Resource sharing among members helps bridge that gap. A pay-it-forward cyclical credit scheme, which is not always available to due funding limitations, and a free seed bank help support new and existing members.
In 2010, the project granted Ribeiro access to a cyclical project-based credit subsidy to plant her first chili pepper harvest, making it possible for her to get started. Once she earned the money back, the funds reverted to the next farmer.
A path away from greed and exploitation
In coming years, Coopcerrado plans to reach 10,000 families. For this, it needs access to resources such as credit, grants and donations, as well as changes in public policy.
“We want to revert this path of exploitation and greed and show that there is another possible path for the Cerrado,” Silva said.
Government action could make a huge difference in expanding the horizons of sustainable land use in the region, she said, but the prospects under Brazil’s current administration are dim. For years, the cooperative’s farmers sold flour made from the nutritious baru nut to the government for public school meals. But the program was slashed in recent years, and the government terminated the contract.

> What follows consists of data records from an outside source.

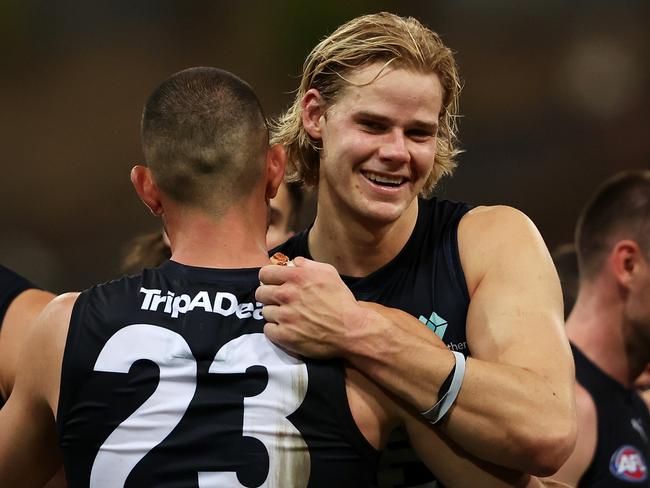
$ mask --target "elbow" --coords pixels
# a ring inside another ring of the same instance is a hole
[[[557,422],[552,428],[530,436],[523,450],[530,464],[526,471],[540,477],[555,474],[573,452],[576,436],[575,418]]]

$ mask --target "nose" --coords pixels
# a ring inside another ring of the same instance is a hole
[[[406,142],[406,136],[397,128],[384,134],[384,140],[379,147],[379,157],[384,161],[408,163],[411,154],[408,151]]]

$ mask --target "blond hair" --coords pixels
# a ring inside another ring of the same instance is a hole
[[[452,51],[438,34],[412,17],[387,12],[364,15],[343,24],[307,56],[300,87],[291,107],[273,125],[272,143],[287,150],[287,180],[318,184],[319,148],[302,124],[302,99],[311,88],[327,105],[336,102],[355,69],[373,63],[422,73],[435,73],[443,89],[433,170],[422,193],[428,196],[440,178],[456,167],[456,118],[460,81]],[[374,80],[373,80],[374,81]]]

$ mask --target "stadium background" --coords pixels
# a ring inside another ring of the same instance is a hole
[[[218,66],[274,117],[309,49],[380,10],[457,53],[465,153],[438,195],[518,207],[553,248],[595,185],[650,167],[645,0],[0,0],[0,263],[55,291],[117,276],[127,243],[158,225],[129,181],[151,90]]]

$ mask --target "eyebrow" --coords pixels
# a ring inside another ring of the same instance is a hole
[[[353,115],[353,118],[355,120],[359,119],[371,119],[373,121],[377,122],[382,122],[385,124],[389,124],[392,122],[392,119],[389,117],[385,117],[384,115],[380,115],[374,112],[368,112],[366,110],[362,110],[360,112],[356,112]],[[438,124],[435,122],[426,122],[424,120],[415,120],[412,123],[409,124],[411,128],[416,128],[416,129],[422,129],[422,130],[427,130],[431,132],[437,132],[438,131]]]

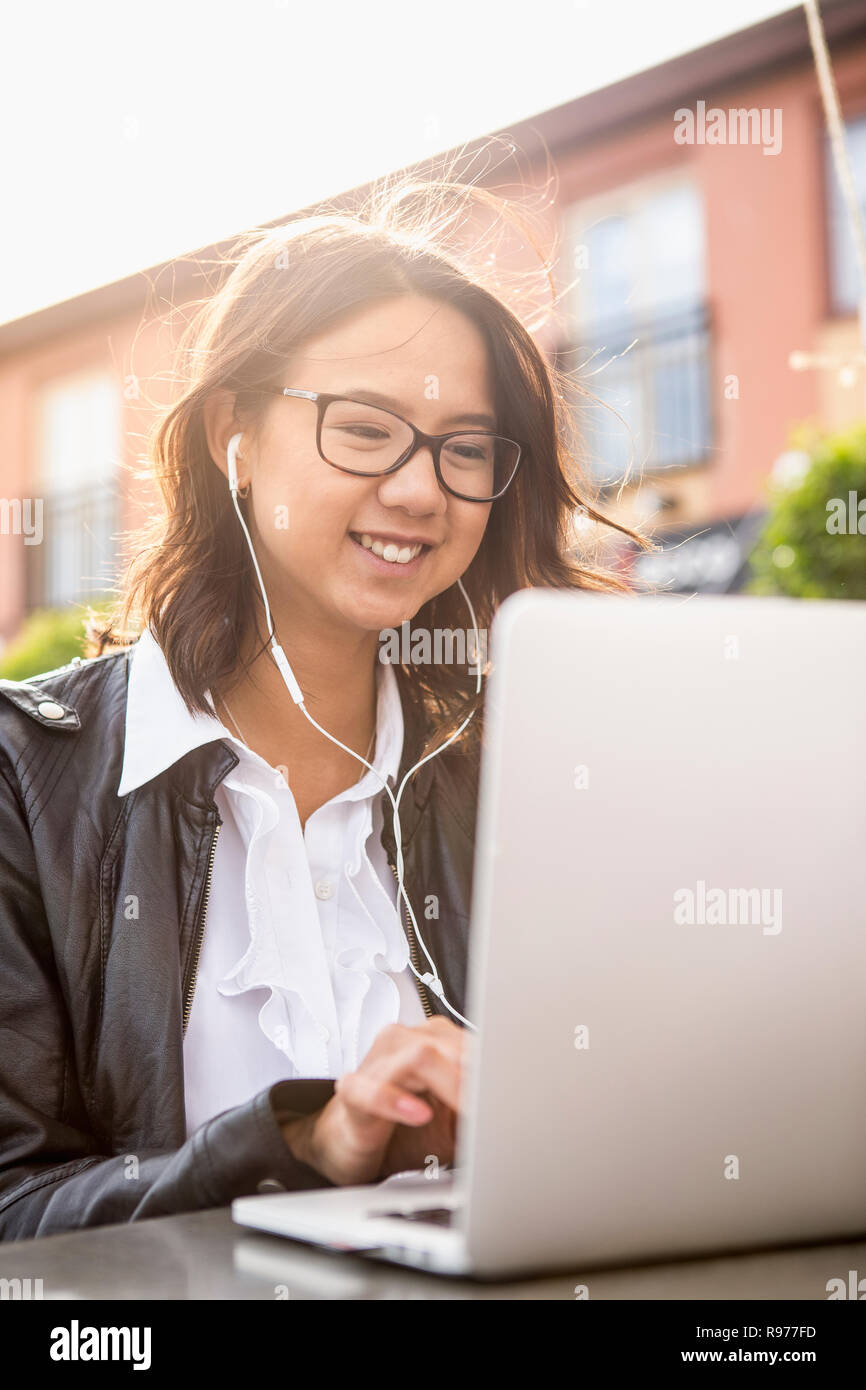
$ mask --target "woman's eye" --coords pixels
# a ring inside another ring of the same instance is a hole
[[[486,463],[487,455],[477,444],[458,444],[449,449],[449,454],[457,463]]]
[[[376,425],[342,425],[341,433],[350,434],[356,439],[387,439],[384,430]]]

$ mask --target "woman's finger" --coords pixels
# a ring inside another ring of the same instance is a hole
[[[450,1037],[423,1028],[391,1025],[390,1037],[374,1055],[367,1054],[358,1070],[377,1080],[394,1082],[410,1091],[432,1091],[437,1100],[456,1110],[460,1102],[461,1053]],[[380,1035],[381,1036],[381,1035]]]
[[[337,1078],[334,1092],[344,1105],[358,1112],[353,1118],[388,1120],[392,1124],[423,1125],[433,1118],[432,1106],[411,1090],[369,1072],[351,1071]]]

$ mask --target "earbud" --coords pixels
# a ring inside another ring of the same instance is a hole
[[[229,442],[228,442],[228,448],[227,448],[227,450],[226,450],[226,464],[227,464],[227,466],[228,466],[228,475],[229,475],[229,492],[232,494],[233,497],[237,495],[237,490],[238,490],[238,462],[237,462],[237,460],[238,460],[238,450],[239,450],[239,448],[240,448],[240,443],[241,443],[241,440],[242,440],[242,439],[243,439],[243,434],[233,434],[232,437],[231,437],[231,439],[230,439]]]
[[[232,502],[234,503],[234,509],[235,509],[235,511],[236,511],[236,513],[237,513],[238,521],[241,523],[241,526],[243,527],[244,535],[246,536],[247,546],[249,547],[249,552],[250,552],[250,555],[251,555],[251,557],[252,557],[253,566],[254,566],[255,571],[256,571],[256,578],[257,578],[257,580],[258,580],[259,590],[260,590],[261,595],[262,595],[262,602],[263,602],[264,605],[265,605],[265,621],[267,622],[267,625],[268,625],[268,636],[270,637],[270,640],[271,640],[271,655],[273,656],[274,661],[276,662],[277,668],[278,668],[278,670],[279,670],[279,672],[280,672],[280,675],[281,675],[282,678],[283,678],[283,681],[284,681],[284,683],[285,683],[285,686],[286,686],[286,688],[287,688],[289,694],[291,695],[292,699],[294,700],[294,702],[295,702],[295,704],[298,706],[298,708],[299,708],[300,710],[303,711],[304,715],[306,715],[306,718],[307,718],[307,719],[309,720],[309,722],[313,725],[313,727],[314,727],[315,729],[318,729],[318,731],[319,731],[320,734],[324,734],[325,738],[329,739],[331,743],[333,743],[333,744],[335,744],[335,745],[337,746],[337,748],[342,748],[343,751],[344,751],[345,753],[350,753],[350,754],[352,755],[353,758],[357,758],[357,760],[358,760],[359,763],[363,763],[364,766],[365,766],[366,768],[369,768],[369,770],[373,773],[373,775],[374,775],[375,777],[378,777],[378,779],[379,779],[379,781],[381,782],[383,788],[385,789],[385,791],[386,791],[386,793],[387,793],[387,795],[388,795],[388,798],[389,798],[389,800],[390,800],[390,802],[391,802],[391,806],[392,806],[392,808],[393,808],[394,844],[396,845],[396,849],[397,849],[397,910],[398,910],[398,913],[399,913],[400,899],[401,899],[401,897],[402,897],[403,901],[404,901],[405,904],[406,904],[406,910],[407,910],[407,912],[409,913],[409,918],[410,918],[410,921],[411,921],[411,923],[412,923],[412,927],[413,927],[413,930],[414,930],[414,932],[415,932],[415,936],[416,936],[417,939],[418,939],[418,944],[419,944],[419,946],[421,947],[422,951],[424,952],[424,954],[425,954],[425,956],[427,957],[427,960],[428,960],[428,962],[429,962],[429,964],[430,964],[430,970],[429,970],[425,975],[419,974],[419,972],[415,969],[415,966],[413,965],[413,963],[412,963],[411,960],[409,961],[409,968],[410,968],[410,970],[412,971],[412,974],[415,976],[415,978],[416,978],[417,980],[420,980],[421,983],[422,983],[423,985],[426,985],[427,988],[428,988],[433,994],[435,994],[435,995],[437,996],[438,999],[441,999],[441,1000],[442,1000],[442,1003],[445,1005],[446,1009],[448,1009],[449,1013],[452,1013],[452,1014],[454,1015],[455,1018],[458,1018],[458,1019],[460,1020],[461,1023],[465,1023],[466,1026],[467,1026],[467,1028],[472,1028],[472,1029],[474,1029],[474,1028],[475,1028],[474,1023],[470,1023],[468,1018],[464,1018],[463,1015],[462,1015],[461,1013],[459,1013],[458,1010],[455,1009],[451,1004],[449,1004],[448,1000],[445,998],[445,989],[444,989],[444,986],[443,986],[443,984],[442,984],[442,981],[441,981],[440,978],[439,978],[439,971],[436,969],[436,962],[434,961],[433,957],[431,956],[430,952],[427,950],[427,947],[426,947],[425,944],[424,944],[424,938],[423,938],[422,935],[421,935],[420,929],[419,929],[419,927],[418,927],[418,923],[417,923],[417,921],[416,921],[416,919],[415,919],[415,913],[414,913],[413,910],[412,910],[412,904],[411,904],[411,902],[409,901],[409,895],[408,895],[408,893],[406,892],[405,887],[403,886],[403,844],[402,844],[403,836],[402,836],[402,830],[401,830],[401,826],[400,826],[400,811],[399,811],[398,808],[399,808],[399,805],[400,805],[400,798],[401,798],[402,795],[403,795],[403,791],[404,791],[404,789],[405,789],[405,787],[406,787],[406,783],[409,781],[409,778],[413,775],[413,773],[415,773],[415,772],[418,771],[419,767],[422,767],[422,766],[424,765],[424,763],[429,762],[431,758],[437,757],[437,755],[438,755],[439,753],[443,753],[443,752],[445,751],[445,749],[446,749],[450,744],[452,744],[452,743],[454,742],[455,739],[457,739],[457,738],[460,737],[460,735],[462,734],[463,730],[466,728],[466,725],[469,723],[470,719],[473,717],[475,711],[472,710],[472,711],[467,715],[467,717],[464,719],[463,723],[460,725],[459,729],[456,729],[456,730],[454,731],[454,733],[450,736],[450,738],[447,738],[447,739],[445,740],[445,742],[444,742],[443,744],[441,744],[438,748],[434,748],[434,750],[433,750],[432,753],[428,753],[427,756],[424,757],[424,758],[422,758],[420,762],[417,762],[417,763],[415,764],[414,767],[410,767],[409,771],[408,771],[408,772],[406,773],[406,775],[404,776],[403,781],[400,783],[400,787],[399,787],[399,790],[398,790],[398,792],[397,792],[396,797],[394,796],[394,793],[391,791],[391,788],[388,786],[388,783],[387,783],[386,779],[382,776],[382,774],[381,774],[380,772],[378,772],[378,771],[376,770],[375,767],[373,767],[372,763],[368,763],[368,762],[367,762],[367,759],[366,759],[366,758],[362,758],[361,755],[360,755],[360,753],[356,753],[355,750],[354,750],[353,748],[348,748],[348,747],[346,746],[345,743],[341,743],[340,740],[339,740],[338,738],[334,738],[333,734],[329,734],[328,731],[327,731],[327,729],[323,729],[322,726],[321,726],[321,724],[318,724],[318,723],[316,722],[316,720],[313,718],[313,716],[310,714],[309,710],[307,709],[306,705],[304,704],[304,692],[301,690],[301,687],[298,685],[298,682],[297,682],[297,680],[296,680],[296,678],[295,678],[295,673],[294,673],[294,671],[292,670],[291,666],[289,665],[289,659],[288,659],[288,657],[286,656],[286,653],[283,651],[283,648],[280,646],[279,642],[277,641],[276,633],[274,632],[273,620],[272,620],[272,618],[271,618],[270,605],[268,604],[268,596],[267,596],[267,594],[265,593],[265,584],[264,584],[264,580],[262,579],[262,572],[261,572],[261,570],[259,569],[259,562],[258,562],[258,560],[256,559],[256,552],[255,552],[255,550],[254,550],[254,548],[253,548],[253,542],[252,542],[252,538],[251,538],[251,536],[250,536],[250,533],[249,533],[249,531],[247,530],[247,524],[246,524],[246,522],[244,521],[243,513],[241,512],[241,509],[240,509],[240,507],[238,506],[238,468],[237,468],[237,459],[238,459],[238,448],[239,448],[239,445],[240,445],[240,442],[241,442],[242,439],[243,439],[243,434],[233,434],[232,437],[231,437],[231,439],[230,439],[229,442],[228,442],[228,446],[227,446],[227,449],[226,449],[226,462],[227,462],[227,472],[228,472],[228,480],[229,480],[229,491],[230,491],[230,493],[231,493]],[[465,590],[464,587],[463,587],[463,581],[462,581],[462,579],[458,579],[458,580],[457,580],[457,584],[458,584],[458,586],[459,586],[459,588],[460,588],[460,592],[462,593],[463,597],[465,598],[466,603],[467,603],[467,606],[468,606],[468,608],[469,608],[469,613],[470,613],[470,616],[471,616],[471,618],[472,618],[472,629],[473,629],[473,632],[474,632],[474,634],[475,634],[475,653],[476,653],[476,661],[477,661],[476,672],[477,672],[477,677],[478,677],[478,683],[477,683],[477,685],[476,685],[476,687],[475,687],[475,693],[476,693],[476,695],[477,695],[477,694],[480,694],[480,692],[481,692],[481,661],[480,661],[480,658],[479,658],[479,654],[480,654],[480,651],[481,651],[481,638],[480,638],[480,634],[479,634],[479,632],[478,632],[478,623],[476,622],[476,619],[475,619],[475,610],[474,610],[474,608],[472,607],[472,603],[471,603],[471,601],[470,601],[469,595],[467,594],[466,590]],[[432,973],[431,973],[431,972],[432,972]]]

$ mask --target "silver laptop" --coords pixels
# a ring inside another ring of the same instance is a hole
[[[235,1221],[482,1278],[866,1232],[866,604],[523,590],[490,655],[454,1168]]]

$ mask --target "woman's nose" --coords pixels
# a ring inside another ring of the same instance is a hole
[[[419,515],[445,510],[448,497],[436,477],[429,444],[420,446],[396,473],[382,478],[379,499],[385,506],[403,507]]]

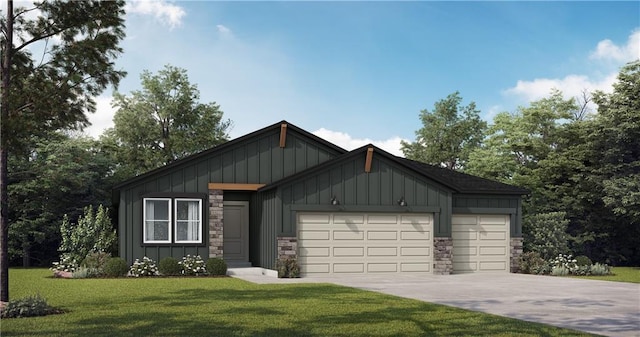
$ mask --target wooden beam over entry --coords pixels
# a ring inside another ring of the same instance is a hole
[[[371,162],[373,161],[373,148],[367,149],[367,160],[364,162],[364,171],[366,173],[371,172]]]
[[[287,142],[287,124],[280,125],[280,147],[284,148]]]
[[[265,184],[227,184],[227,183],[209,183],[210,190],[223,191],[257,191]]]

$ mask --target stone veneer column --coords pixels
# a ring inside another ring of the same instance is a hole
[[[522,238],[511,238],[511,272],[520,271],[520,255],[522,255]]]
[[[295,236],[278,236],[278,260],[298,257],[298,238]]]
[[[209,190],[209,257],[222,258],[223,245],[223,208],[224,193],[222,190]]]
[[[449,275],[453,272],[453,239],[433,238],[433,273]]]

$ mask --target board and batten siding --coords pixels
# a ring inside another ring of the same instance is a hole
[[[364,171],[365,156],[338,162],[278,188],[279,235],[295,235],[297,211],[434,213],[435,236],[451,235],[451,192],[381,156]],[[331,205],[333,197],[340,205]],[[404,198],[406,207],[398,206]]]
[[[232,146],[221,145],[219,151],[196,158],[186,158],[170,165],[170,169],[152,171],[141,178],[134,178],[119,188],[118,235],[119,254],[128,263],[148,256],[159,261],[165,256],[181,258],[187,254],[208,256],[209,212],[204,212],[205,239],[202,246],[193,245],[142,245],[142,199],[150,193],[202,193],[208,194],[208,184],[260,183],[269,184],[288,175],[303,171],[339,155],[332,148],[307,135],[290,129],[286,146],[280,148],[278,130],[256,135]],[[205,208],[208,200],[204,200]],[[250,206],[251,213],[260,207]],[[250,215],[250,231],[256,228]],[[253,236],[253,234],[250,234]],[[261,235],[262,237],[262,235]],[[275,242],[275,236],[273,237]],[[263,243],[261,243],[263,246]],[[275,246],[275,245],[274,245]],[[275,249],[275,248],[274,248]],[[256,257],[256,255],[253,255]],[[275,258],[274,258],[275,259]]]
[[[522,198],[519,195],[454,194],[454,214],[509,214],[511,237],[522,236]]]

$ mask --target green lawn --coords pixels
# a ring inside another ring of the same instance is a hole
[[[11,269],[10,295],[39,293],[68,312],[3,319],[3,337],[588,335],[330,284],[50,275],[45,269]]]
[[[640,283],[640,267],[612,267],[612,275],[605,276],[576,276],[589,280],[604,280],[616,282]]]

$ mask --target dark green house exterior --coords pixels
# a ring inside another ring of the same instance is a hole
[[[303,274],[510,271],[527,191],[282,121],[116,186],[119,253]]]

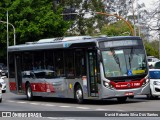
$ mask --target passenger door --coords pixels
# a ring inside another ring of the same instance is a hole
[[[17,91],[21,92],[22,90],[22,55],[15,54],[15,70],[16,70],[16,83],[17,83]]]
[[[95,50],[88,51],[88,76],[90,96],[98,96],[98,67],[97,67],[97,52]]]

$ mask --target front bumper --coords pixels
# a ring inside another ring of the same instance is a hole
[[[150,92],[150,84],[146,84],[140,88],[133,88],[133,89],[109,89],[103,86],[101,93],[101,98],[117,98],[117,97],[124,97],[124,96],[134,96],[134,95],[147,95]]]
[[[1,90],[2,90],[2,91],[6,91],[6,89],[7,89],[7,87],[6,87],[6,83],[3,83],[3,84],[2,84],[2,88],[1,88]]]
[[[159,85],[153,86],[152,95],[153,96],[160,96],[160,86]]]

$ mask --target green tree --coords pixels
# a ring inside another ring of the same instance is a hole
[[[126,36],[130,34],[130,29],[124,21],[119,20],[116,23],[104,25],[101,29],[101,34],[107,36]]]
[[[66,0],[63,6],[74,8],[77,19],[72,24],[68,34],[72,35],[94,35],[96,29],[101,29],[105,21],[103,15],[91,15],[86,12],[104,12],[103,2],[100,0]]]
[[[22,44],[42,38],[61,37],[70,27],[70,22],[62,18],[62,8],[54,11],[53,0],[4,0],[0,2],[0,20],[9,22],[16,28],[16,43]],[[6,25],[0,24],[1,50],[6,49]],[[13,45],[13,29],[9,26],[9,42]],[[1,54],[2,55],[2,52]]]
[[[159,55],[158,55],[159,43],[158,43],[158,41],[154,40],[152,42],[147,42],[145,40],[144,45],[145,45],[146,53],[148,56],[155,56],[155,57],[159,58]]]

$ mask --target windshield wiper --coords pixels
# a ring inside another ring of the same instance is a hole
[[[119,69],[121,71],[121,65],[119,62],[119,57],[117,56],[117,54],[115,53],[115,50],[113,48],[110,48],[110,51],[112,52],[113,58],[116,61],[116,63],[119,65]]]
[[[133,59],[133,53],[134,53],[134,50],[133,50],[133,47],[131,48],[131,52],[129,54],[129,66],[130,66],[130,69],[131,69],[131,62],[132,62],[132,59]]]

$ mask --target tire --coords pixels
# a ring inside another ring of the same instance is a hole
[[[154,96],[154,99],[158,99],[158,96]]]
[[[0,103],[2,102],[2,98],[0,99]]]
[[[133,98],[134,98],[134,95],[133,95],[133,96],[129,96],[128,98],[133,99]]]
[[[2,93],[6,93],[6,90],[2,90]]]
[[[124,103],[124,102],[126,102],[127,97],[118,97],[117,100],[119,103]]]
[[[77,100],[77,103],[82,104],[84,100],[83,100],[83,91],[80,85],[76,86],[74,94],[75,94],[75,99]]]
[[[150,90],[149,94],[147,94],[147,99],[152,100],[153,98],[152,91]]]
[[[26,89],[27,99],[29,101],[32,101],[33,100],[33,93],[32,93],[32,88],[31,88],[30,84],[27,84],[26,88],[27,88]]]

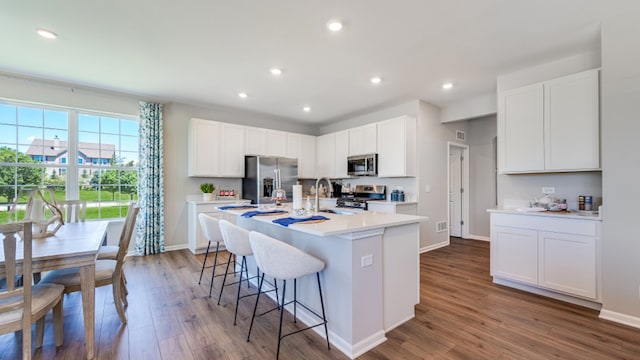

Improved land rights and government measures to support traditional communities are also in dire need, Silva said. “Many communities face high levels of precarity, but the cooperative can’t replace public policy,” she said.
Ten years after joining the cooperative, Ribeiro says she sees a massive change on her own land, now an organic vegetable farm.
“People aren’t waking up to the fact that we’re killing the life on Earth. If we allow large-scale farmers to destroy everything here in the Cerrado and plant crops right up to the riverbanks, where are the animals going to live?” she said. “Today, my farm is a happier place. Nature feels more alive. Life around me has transformed, there are lots of birds in the sky. Even people around us who aren’t part of the cooperative have started reducing agrotoxins.”